College athletics is present process a metamorphosis not like something we’ve seen in generations. With latest court docket selections, student-athletes can now be compensated straight for the worth they assist generate — and people funds are quickly reshaping recruiting, retention and competitiveness throughout Division I.
For Hawaiʻi, with only one Division I program and no skilled sports activities groups, this shift presents a stark alternative: adapt, or fall behind.
During a November briefing to the House and Senate Higher Education Committees, University of Hawaiʻi management underscored this actuality. The college plans to request $5 million from the Legislature to ascertain a reputation, picture, and likeness fund that will permit UH to compensate student-athletes utilizing a formulation tied to outdoors income streams, comparable to tv and media contracts. UH management has additionally indicated this request could be paired with accountability measures and ongoing analysis, not handled as an open-ended entitlement.
I perceive why a few of my colleagues — and members of the general public — could also be skeptical. At a time when households are struggling and our social security internet is stretched skinny, committing $5 million to athletics understandably raises questions. Those considerations are professional and need to be taken severely.
But we should even be sincere concerning the penalties of inaction. NIL is not a bonus or an elective enhancement — it’s now the baseline of Division I athletics. If Hawaiʻi ignores this actuality, UH dangers coming into a predictable downward spiral: high athletes depart for packages that may compensate them; recruiting pipelines weaken; fan and donor engagement declines; and a program that delivers actual financial, social and cultural worth to the state suffers long-term harm.
And UH Athletics does ship. Visiting groups and followers fill native lodges and eating places. Televised occasions, convention championships and high-profile soccer bowl video games deliver tens of millions into our native financial system. Perhaps most significantly, UH Athletics is the closest factor we have now to a hometown skilled group — a supply of statewide satisfaction and a unifying drive throughout communities.
It additionally bears emphasizing that greater than half of UH’s student-athletes are native children, lots of whom grew up cheering on UH and dreaming of sooner or later representing Hawaiʻi. NIL has grow to be central to holding that homegrown expertise right here.
My workplace is presently drafting an NIL framework aimed toward hanging a accountable stability — supporting competitiveness whereas defending student-athletes and reflecting Hawaiʻi’s values as we head into the 2026 legislative session. Importantly, this may not imply that each one 500-plus UH student-athletes obtain NIL compensation; funds could be restricted and tied to outdoors income era.
First, the invoice would set up clear guardrails.
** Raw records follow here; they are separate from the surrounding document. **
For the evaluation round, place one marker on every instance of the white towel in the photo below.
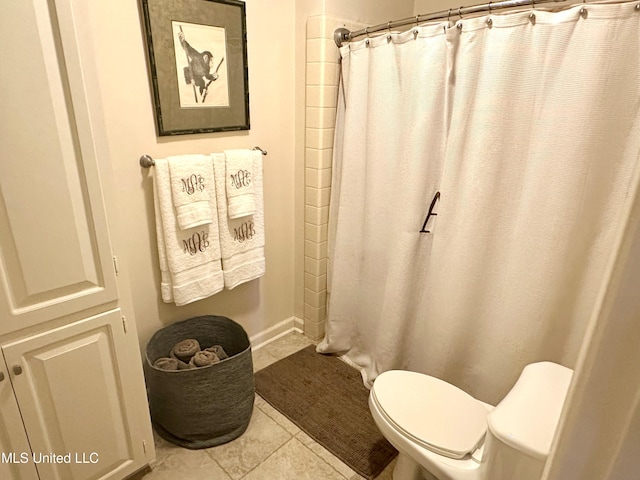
(190, 262)
(191, 180)
(241, 239)
(240, 183)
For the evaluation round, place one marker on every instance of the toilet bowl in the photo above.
(443, 433)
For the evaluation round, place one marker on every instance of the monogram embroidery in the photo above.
(240, 179)
(197, 243)
(193, 183)
(244, 232)
(430, 214)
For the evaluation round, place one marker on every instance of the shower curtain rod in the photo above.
(342, 35)
(146, 161)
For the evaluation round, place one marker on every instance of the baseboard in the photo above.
(291, 324)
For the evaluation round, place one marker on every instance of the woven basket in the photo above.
(206, 406)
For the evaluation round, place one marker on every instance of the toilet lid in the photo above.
(431, 412)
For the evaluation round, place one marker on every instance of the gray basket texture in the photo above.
(206, 406)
UH could be permitted to limit NIL offers that battle with its institutional values, together with partnerships involving playing, alcohol, or different industries inconsistent with the college’s mission. Athletes ought to profit from NIL alternatives—however not on the expense of their wellbeing or the integrity of this system.
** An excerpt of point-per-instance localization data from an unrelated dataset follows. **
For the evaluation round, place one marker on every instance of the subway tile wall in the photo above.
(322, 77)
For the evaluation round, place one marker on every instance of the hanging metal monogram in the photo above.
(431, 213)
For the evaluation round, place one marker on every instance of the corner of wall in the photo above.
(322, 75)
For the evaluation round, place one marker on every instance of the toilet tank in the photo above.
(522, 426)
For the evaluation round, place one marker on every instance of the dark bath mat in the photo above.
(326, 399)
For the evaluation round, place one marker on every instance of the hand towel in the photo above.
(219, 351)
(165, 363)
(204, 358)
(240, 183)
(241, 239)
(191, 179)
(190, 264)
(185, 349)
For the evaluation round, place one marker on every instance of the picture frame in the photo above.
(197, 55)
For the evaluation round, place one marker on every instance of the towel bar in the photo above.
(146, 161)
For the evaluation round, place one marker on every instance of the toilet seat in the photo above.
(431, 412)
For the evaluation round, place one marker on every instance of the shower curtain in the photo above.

Second, compensation could be linked to outdoors income era, that means sports activities that generate higher income would obtain larger NIL distributions. This will not be favoritism; it displays the nationwide mannequin and the monetary realities of immediately’s faculty athletics panorama.

Third, the invoice would reinforce our dedication to fairness and Title IX. Any NIL construction adopted by UH should comply totally with federal legislation and supply equitable assist to each males’s and ladies’s packages. Title IX stays foundational to how UH Athletics operates, and any laws should mirror that precept.
Fourth, the invoice would strengthen protections for student-athletes. It would develop entry to contract assessment, tax steerage, and monetary literacy assets so athletes — many coming into their first formal agreements — perceive their rights, duties and long-term obligations.
Critics are proper to ask robust questions on public spending, and we should stay disciplined in our priorities. But in relation to NIL, the selection will not be between supporting student-athletes and supporting our social security internet. The actual alternative is whether or not we permit UH Athletics to stay aggressive — benefiting our state economically and socially — or permit it to fall behind in a panorama that has already modified.
Doing nothing will not be an choice. The NIL period is right here, whether or not we prefer it or not. Our accountability is to reply in a manner that displays Hawaiʻi’s values — equity, accountability, and alternative — whereas making certain our student-athletes and our college can compete with integrity on a nationwide stage.